Abstract

SIGALOTTI, L. Di G. Rev. mex. fis. [online]. 2006, vol.52, suppl.3, pp.5-8. ISSN 0035-001X.

We follow the spherical gravitational collapse and the subsequent accretion phase of nonsingular A = 0.2 logatropes of both subcritical and critical masses using numerical hydrodynamics. The initial configuration is close to hydrostatic equilibrium. In all cases, we assume fiducial values of the central temperature (T_c = 10 K) and surface pressure (p_s/k = 1.3 x 10⁵ cm^-3 K) that are appropriate for star formation in isolated environments. We find that immediately after the transition toward a singular density profile, the mass accretion rate increases abruptly in a very short timescale followed by a phase of much slower increase, after which a peak value of M_acc is reached. At this point about 40% of total mass has been accreted by the central protostar. Thereafter, the accretion rate declines for the remainder of the evolution until 100% of the total core mass is condensed into a form of stellar mass.

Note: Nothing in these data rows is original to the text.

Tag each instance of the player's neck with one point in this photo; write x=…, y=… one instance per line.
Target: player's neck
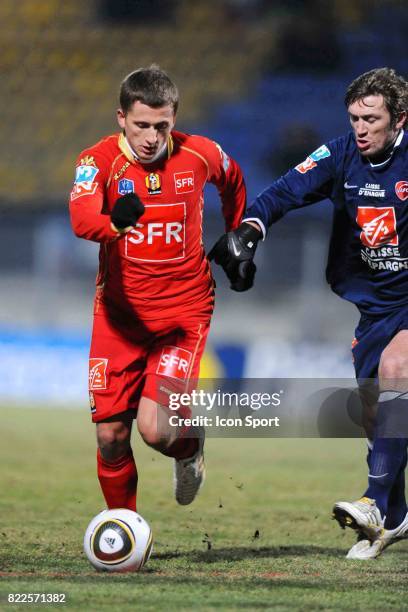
x=386, y=154
x=158, y=155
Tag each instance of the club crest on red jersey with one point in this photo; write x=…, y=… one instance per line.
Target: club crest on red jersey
x=84, y=183
x=401, y=189
x=88, y=160
x=174, y=362
x=379, y=226
x=97, y=373
x=153, y=183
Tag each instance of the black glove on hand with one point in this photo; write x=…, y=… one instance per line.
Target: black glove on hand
x=126, y=211
x=235, y=251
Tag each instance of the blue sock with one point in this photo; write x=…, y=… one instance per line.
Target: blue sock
x=388, y=456
x=397, y=505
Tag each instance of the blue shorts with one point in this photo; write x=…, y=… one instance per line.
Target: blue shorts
x=372, y=337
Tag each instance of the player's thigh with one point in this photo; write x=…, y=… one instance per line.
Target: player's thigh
x=173, y=362
x=116, y=367
x=393, y=368
x=172, y=368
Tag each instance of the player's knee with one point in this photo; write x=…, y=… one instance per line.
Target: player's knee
x=150, y=435
x=113, y=439
x=393, y=369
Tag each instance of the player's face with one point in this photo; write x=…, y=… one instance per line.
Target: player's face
x=147, y=128
x=371, y=122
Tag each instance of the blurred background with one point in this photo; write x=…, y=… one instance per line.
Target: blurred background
x=264, y=79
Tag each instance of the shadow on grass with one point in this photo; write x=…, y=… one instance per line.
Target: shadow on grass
x=239, y=553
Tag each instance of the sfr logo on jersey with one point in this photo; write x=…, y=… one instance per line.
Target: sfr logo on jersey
x=401, y=189
x=378, y=224
x=97, y=373
x=184, y=181
x=159, y=235
x=174, y=362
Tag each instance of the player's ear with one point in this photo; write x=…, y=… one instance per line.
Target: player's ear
x=402, y=120
x=120, y=115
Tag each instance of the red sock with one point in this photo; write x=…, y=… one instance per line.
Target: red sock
x=118, y=480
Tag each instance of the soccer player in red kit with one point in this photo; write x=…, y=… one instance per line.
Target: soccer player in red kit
x=139, y=193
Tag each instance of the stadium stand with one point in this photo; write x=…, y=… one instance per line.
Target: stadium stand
x=61, y=65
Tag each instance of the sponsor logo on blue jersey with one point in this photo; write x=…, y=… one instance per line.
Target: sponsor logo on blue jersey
x=85, y=174
x=320, y=153
x=126, y=186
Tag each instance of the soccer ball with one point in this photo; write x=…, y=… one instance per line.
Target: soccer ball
x=118, y=540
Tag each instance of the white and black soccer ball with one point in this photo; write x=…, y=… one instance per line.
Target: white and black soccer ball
x=118, y=540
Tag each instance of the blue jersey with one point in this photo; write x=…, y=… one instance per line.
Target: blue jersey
x=368, y=256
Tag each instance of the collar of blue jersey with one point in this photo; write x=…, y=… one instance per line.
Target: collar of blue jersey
x=131, y=155
x=397, y=142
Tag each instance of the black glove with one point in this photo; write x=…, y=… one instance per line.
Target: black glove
x=234, y=252
x=126, y=211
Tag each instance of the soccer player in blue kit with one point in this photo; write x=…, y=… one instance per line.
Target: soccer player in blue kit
x=365, y=175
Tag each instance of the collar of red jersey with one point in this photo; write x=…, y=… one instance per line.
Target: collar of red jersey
x=129, y=154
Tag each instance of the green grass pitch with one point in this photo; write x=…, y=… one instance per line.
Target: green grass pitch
x=259, y=536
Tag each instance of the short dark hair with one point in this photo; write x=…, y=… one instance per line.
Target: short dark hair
x=151, y=86
x=384, y=81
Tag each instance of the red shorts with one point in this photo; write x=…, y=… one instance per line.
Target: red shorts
x=130, y=359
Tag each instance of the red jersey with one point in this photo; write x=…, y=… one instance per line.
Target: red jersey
x=159, y=268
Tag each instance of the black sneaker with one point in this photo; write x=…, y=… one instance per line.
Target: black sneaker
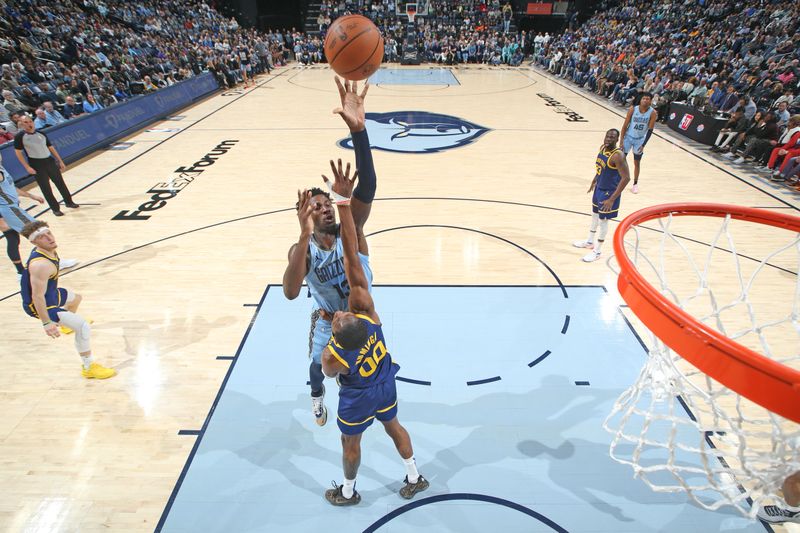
x=779, y=515
x=335, y=496
x=318, y=408
x=410, y=489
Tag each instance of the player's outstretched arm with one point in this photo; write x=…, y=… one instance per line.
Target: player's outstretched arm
x=297, y=268
x=360, y=301
x=622, y=166
x=627, y=123
x=353, y=113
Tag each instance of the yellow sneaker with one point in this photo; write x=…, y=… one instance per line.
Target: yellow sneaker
x=68, y=331
x=98, y=371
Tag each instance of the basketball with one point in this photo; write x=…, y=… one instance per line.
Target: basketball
x=354, y=47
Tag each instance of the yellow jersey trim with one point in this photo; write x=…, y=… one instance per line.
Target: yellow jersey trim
x=346, y=423
x=368, y=319
x=388, y=408
x=336, y=355
x=47, y=256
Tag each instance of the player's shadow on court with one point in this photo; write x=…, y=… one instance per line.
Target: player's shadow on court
x=272, y=437
x=541, y=426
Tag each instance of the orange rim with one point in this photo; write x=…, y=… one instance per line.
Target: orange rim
x=755, y=376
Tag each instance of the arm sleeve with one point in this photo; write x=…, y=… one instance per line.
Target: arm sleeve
x=647, y=137
x=367, y=181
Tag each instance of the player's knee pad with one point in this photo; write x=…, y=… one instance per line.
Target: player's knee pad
x=603, y=229
x=83, y=335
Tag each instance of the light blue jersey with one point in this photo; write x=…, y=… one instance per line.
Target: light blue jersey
x=328, y=285
x=10, y=211
x=326, y=278
x=637, y=129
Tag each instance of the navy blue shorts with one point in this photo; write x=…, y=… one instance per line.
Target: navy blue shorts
x=54, y=305
x=599, y=197
x=359, y=407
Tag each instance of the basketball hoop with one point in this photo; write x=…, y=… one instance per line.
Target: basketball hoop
x=714, y=411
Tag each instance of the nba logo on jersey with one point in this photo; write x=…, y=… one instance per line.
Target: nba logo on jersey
x=418, y=132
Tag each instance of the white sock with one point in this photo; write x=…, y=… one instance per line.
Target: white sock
x=602, y=236
x=597, y=246
x=411, y=469
x=348, y=487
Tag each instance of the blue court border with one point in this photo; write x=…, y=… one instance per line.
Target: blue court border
x=442, y=497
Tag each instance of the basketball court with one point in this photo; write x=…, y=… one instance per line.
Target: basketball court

The results predict peak values of M_acc as high as ~ 5 - 6 x 10^-5 M_Θ yr ^-1 for logatropes close to the critical mass and imply that stars of mass 1 M_Θ < M_* < 92 M_Θ all form within 3.6-6.6 x 10⁶ years. The models are representative of the early protostellar phase from Class 0 to Class I objects.

Keywords : Hydrodynamics; star formation; accretion and accretion disks.